Remining Hard Negatives for Generative Pseudo Labeled Domain Adaptation
Goksenin Yuksel, David Rau, Jaap Kamps
TL;DR
This work tackles the domain-shift fragility of dense passage retrievers by enhancing Generative Pseudo Labeling (GPL) with Remining of Hard Negatives (R-GPL). By refreshing hard negatives during training using the evolving domain-adapted model, R-GPL yields substantial improvements over GPL across BEIR and LoTTE benchmarks, achieving gains on 13/14 BEIR datasets and 9/12 LoTTE datasets. The approach demonstrates that domain-adapted hard negatives provide stronger training signals and that dynamic remining aligns the dense retriever’s margins with the cross-encoder teacher more effectively.

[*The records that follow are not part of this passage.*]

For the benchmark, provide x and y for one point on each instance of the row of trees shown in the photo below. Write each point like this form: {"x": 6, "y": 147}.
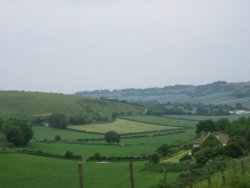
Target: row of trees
{"x": 237, "y": 146}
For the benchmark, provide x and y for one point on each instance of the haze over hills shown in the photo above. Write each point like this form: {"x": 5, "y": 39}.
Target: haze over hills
{"x": 36, "y": 104}
{"x": 219, "y": 92}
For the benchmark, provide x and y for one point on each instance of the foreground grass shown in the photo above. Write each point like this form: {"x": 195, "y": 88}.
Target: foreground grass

While increasing training complexity, the method preserves inference-time efficiency and offers a practical path to robust zero-shot retrieval in diverse domains.
Abstract
Dense retrievers have demonstrated significant potential for neural information retrieval; however, they exhibit a lack of robustness to domain shifts, thereby limiting their efficacy in zero-shot settings across diverse domains. A state-of-the-art domain adaptation technique is Generative Pseudo Labeling (GPL). GPL uses synthetic query generation and initially mined hard negatives to distill knowledge from cross-encoder to dense retrievers in the target domain. In this paper, we analyze the documents retrieved by the domain-adapted model and discover that these are more relevant to the target queries than those of the non-domain-adapted model. We then propose refreshing the hard-negative index during the knowledge distillation phase to mine better hard negatives. Our remining R-GPL approach boosts ranking performance in 13/14 BEIR datasets and 9/12 LoTTe datasets. Our contributions are (i) analyzing hard negatives returned by domain-adapted and non-domain-adapted models and (ii) applying the GPL training with and without hard-negative re-mining in LoTTE and BEIR datasets.